Entsprechendes gilt für die Entgeltlichkeit der Drittzuwendung in Drei-Personen-Verhältnissen. Erhält der Darlehensnehmer die Darlehensvaluta nicht vom Darlehensgeber als seinem Vertragspartner, sondern vom späteren Insolvenzschuldner, handelt es sich bei der Auszahlung der Darlehensvaluta jedenfalls dann nicht um eine unentgeltliche Leistung des späteren Insolvenzschuldners an den Darlehensnehmer, soweit der Darlehensnehmer (Zuwendungsempfänger) zur Rückzahlung des Darlehens an seinen Vertragspartner verpflichtet ist und das Darlehen zurückgezahlt wird.

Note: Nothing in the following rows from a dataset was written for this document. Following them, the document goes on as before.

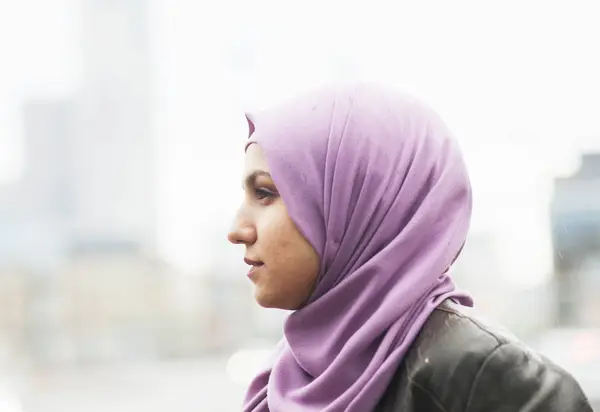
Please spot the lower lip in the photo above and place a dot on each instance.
(253, 271)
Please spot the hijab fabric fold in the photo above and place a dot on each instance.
(375, 182)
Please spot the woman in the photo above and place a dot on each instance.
(357, 203)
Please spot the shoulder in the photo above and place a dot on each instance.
(461, 363)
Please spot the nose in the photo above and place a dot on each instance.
(242, 231)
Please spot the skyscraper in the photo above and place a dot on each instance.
(113, 152)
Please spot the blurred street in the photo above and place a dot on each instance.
(182, 386)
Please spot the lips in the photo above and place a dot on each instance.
(254, 266)
(251, 262)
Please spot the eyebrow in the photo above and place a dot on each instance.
(249, 181)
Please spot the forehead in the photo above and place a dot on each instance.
(255, 160)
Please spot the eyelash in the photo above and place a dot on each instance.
(263, 195)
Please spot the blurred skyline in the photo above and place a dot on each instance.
(519, 74)
(121, 152)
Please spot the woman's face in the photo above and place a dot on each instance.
(283, 265)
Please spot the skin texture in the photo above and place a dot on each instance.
(289, 265)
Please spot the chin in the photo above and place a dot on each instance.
(271, 301)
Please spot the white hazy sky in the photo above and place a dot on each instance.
(517, 81)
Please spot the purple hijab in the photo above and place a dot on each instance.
(377, 185)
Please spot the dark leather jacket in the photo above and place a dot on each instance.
(459, 364)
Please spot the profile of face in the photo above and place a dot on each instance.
(284, 267)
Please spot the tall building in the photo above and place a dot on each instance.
(575, 216)
(113, 154)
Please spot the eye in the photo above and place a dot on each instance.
(263, 194)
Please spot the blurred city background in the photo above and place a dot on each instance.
(121, 148)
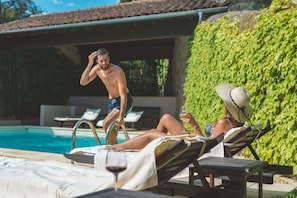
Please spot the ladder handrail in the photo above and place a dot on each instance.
(110, 127)
(91, 125)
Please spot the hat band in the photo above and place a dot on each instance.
(240, 108)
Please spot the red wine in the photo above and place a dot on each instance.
(116, 169)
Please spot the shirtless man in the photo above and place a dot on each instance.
(114, 79)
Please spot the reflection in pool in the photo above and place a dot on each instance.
(47, 139)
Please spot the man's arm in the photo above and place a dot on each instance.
(122, 84)
(89, 73)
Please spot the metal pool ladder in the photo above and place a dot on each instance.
(77, 124)
(111, 126)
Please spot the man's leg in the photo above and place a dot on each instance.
(112, 116)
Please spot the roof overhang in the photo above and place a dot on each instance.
(147, 27)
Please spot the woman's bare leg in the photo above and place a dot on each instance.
(139, 142)
(168, 123)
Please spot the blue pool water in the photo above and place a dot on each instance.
(44, 141)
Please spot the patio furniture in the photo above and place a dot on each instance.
(122, 194)
(89, 114)
(234, 174)
(243, 138)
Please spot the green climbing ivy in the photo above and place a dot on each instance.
(258, 51)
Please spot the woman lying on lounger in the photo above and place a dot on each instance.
(237, 111)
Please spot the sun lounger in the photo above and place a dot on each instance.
(170, 157)
(236, 142)
(89, 114)
(239, 138)
(131, 117)
(146, 169)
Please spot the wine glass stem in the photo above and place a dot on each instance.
(116, 182)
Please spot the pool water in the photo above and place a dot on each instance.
(45, 141)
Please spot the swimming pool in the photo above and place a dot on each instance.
(47, 139)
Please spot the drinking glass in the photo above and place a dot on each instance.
(116, 162)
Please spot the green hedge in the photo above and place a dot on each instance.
(257, 51)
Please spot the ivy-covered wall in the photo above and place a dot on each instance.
(257, 51)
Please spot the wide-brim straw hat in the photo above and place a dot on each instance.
(237, 101)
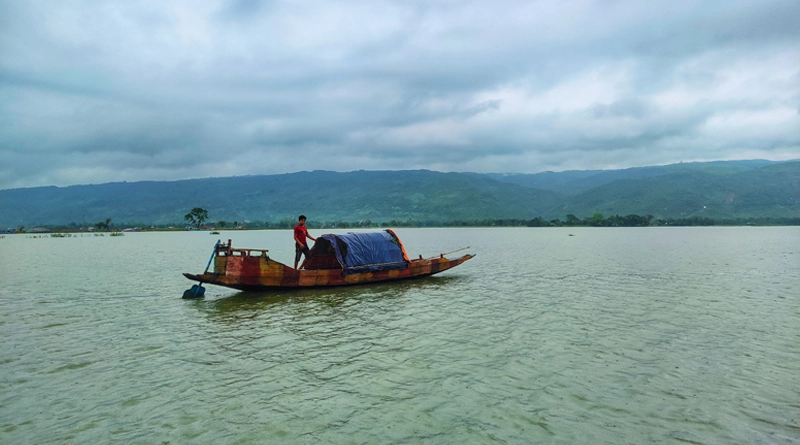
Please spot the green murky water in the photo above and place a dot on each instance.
(654, 335)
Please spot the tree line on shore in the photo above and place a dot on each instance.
(198, 216)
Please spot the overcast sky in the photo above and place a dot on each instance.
(94, 92)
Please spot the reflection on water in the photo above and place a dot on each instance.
(606, 336)
(258, 302)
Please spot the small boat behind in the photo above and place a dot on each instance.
(335, 260)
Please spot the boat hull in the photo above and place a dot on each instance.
(258, 273)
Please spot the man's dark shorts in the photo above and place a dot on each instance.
(298, 250)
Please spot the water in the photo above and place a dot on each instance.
(648, 335)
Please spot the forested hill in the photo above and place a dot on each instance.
(715, 190)
(377, 196)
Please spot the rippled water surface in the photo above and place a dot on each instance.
(650, 335)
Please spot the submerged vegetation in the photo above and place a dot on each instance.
(596, 220)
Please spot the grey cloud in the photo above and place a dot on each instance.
(165, 90)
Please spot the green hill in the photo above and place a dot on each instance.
(740, 189)
(378, 196)
(771, 191)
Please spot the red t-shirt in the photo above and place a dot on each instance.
(300, 232)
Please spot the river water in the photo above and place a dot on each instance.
(578, 335)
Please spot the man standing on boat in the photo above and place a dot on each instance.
(300, 246)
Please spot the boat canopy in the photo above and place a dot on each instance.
(359, 252)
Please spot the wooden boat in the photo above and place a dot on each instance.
(336, 260)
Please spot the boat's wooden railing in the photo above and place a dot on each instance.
(227, 250)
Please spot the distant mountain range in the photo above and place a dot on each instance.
(730, 189)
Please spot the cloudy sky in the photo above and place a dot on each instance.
(94, 91)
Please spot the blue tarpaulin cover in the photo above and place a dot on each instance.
(370, 251)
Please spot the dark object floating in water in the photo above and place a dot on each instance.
(335, 260)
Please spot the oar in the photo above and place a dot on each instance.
(447, 253)
(197, 290)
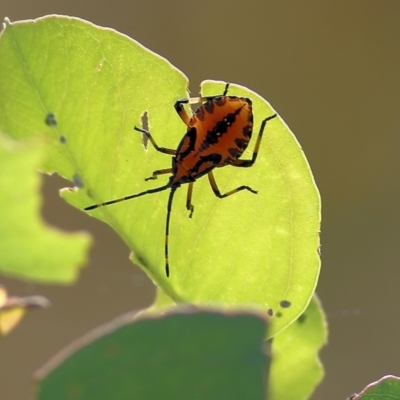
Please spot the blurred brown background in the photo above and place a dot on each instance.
(331, 69)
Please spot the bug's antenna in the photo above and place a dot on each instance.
(132, 196)
(169, 207)
(226, 89)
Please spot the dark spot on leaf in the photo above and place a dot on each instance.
(78, 182)
(200, 114)
(302, 319)
(50, 119)
(247, 131)
(144, 119)
(285, 303)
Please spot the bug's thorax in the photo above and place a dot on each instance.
(218, 133)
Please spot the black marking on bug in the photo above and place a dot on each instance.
(78, 182)
(50, 119)
(199, 113)
(285, 303)
(220, 129)
(209, 106)
(192, 135)
(235, 153)
(212, 159)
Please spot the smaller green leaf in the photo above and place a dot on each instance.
(201, 355)
(28, 248)
(295, 368)
(387, 387)
(13, 309)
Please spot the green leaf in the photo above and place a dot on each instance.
(387, 387)
(13, 309)
(29, 248)
(246, 250)
(202, 355)
(296, 370)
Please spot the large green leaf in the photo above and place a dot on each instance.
(246, 250)
(204, 355)
(29, 248)
(296, 370)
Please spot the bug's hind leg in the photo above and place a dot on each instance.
(164, 150)
(159, 172)
(180, 109)
(220, 195)
(189, 205)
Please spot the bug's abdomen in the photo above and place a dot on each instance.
(219, 132)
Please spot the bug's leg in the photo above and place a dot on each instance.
(159, 172)
(249, 163)
(189, 205)
(180, 109)
(220, 195)
(164, 150)
(131, 196)
(169, 208)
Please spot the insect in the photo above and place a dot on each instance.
(217, 134)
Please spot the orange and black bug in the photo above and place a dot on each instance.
(218, 133)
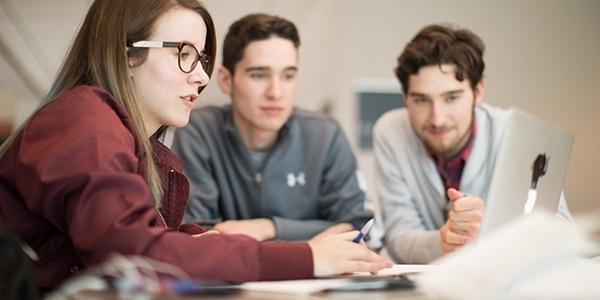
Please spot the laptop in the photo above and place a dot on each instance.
(529, 172)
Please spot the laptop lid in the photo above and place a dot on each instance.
(529, 172)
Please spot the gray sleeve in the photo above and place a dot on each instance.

Nach diesen Maßstäben fehlt es an einer unentgeltlichen Leistung der Schuldnerin. Der Beklagten als Zuwendungsempfängerin stand ein Anspruch auf Gewährung eines Darlehens gegen die B E zu. Die Auszahlung des Darlehens durch die Schuldnerin ist nicht als unentgeltliche Leistung zu werten, weil die Beklagte verpflichtet war, das Darlehen an ihre Vertragspartnerin, die B E, zurückzuzahlen (§ 488 Abs. 1 Satz 2 BGB).

Die Sache ist nicht zur Endentscheidung reif. Das OLG hat offengelassen, ob die Voraussetzungen der Vorsatzanfechtung gem. § 133 Abs. 1 InsO in der bis zum 4.4.2017 geltenden Fassung erfüllt sind. Dies wird das OLG nunmehr zu klären haben. Ein Benachteiligungsvorsatz der Schuldnerin kann unabhängig davon vorliegen kann, ob die Schuldnerin zum Zeitpunkt der Zahlung drohend zahlungsunfähig gewesen ist. Die Schuldnerin betrieb mit Hilfe eines Schneeballsystems ein betrügerisches Anlagegeschäft. Die Schuldnerin legte die eingeworbenen Gelder nicht an, sondern verschob sie durch gezielte Barabhebungen und Weiterüberweisungen an Dritte. Sie hatte noch nicht einmal die Absicht, Gelder für Anleger gewinnbringend anzulegen. Diese Umstände können den Schluss rechtfertigen, dass die Schuldnerin bei der Zahlung mit dem bedingten Vorsatz handelte, ihre Gläubiger zu benachteiligen. Verschiebt ein Schuldner sein Vermögen planmäßig bewusst und gewollt an Dritte, um es dem Zugriff seiner Gläubiger zu entziehen, ist dies ein deutliches Indiz für einen Benachteiligungsvorsatz.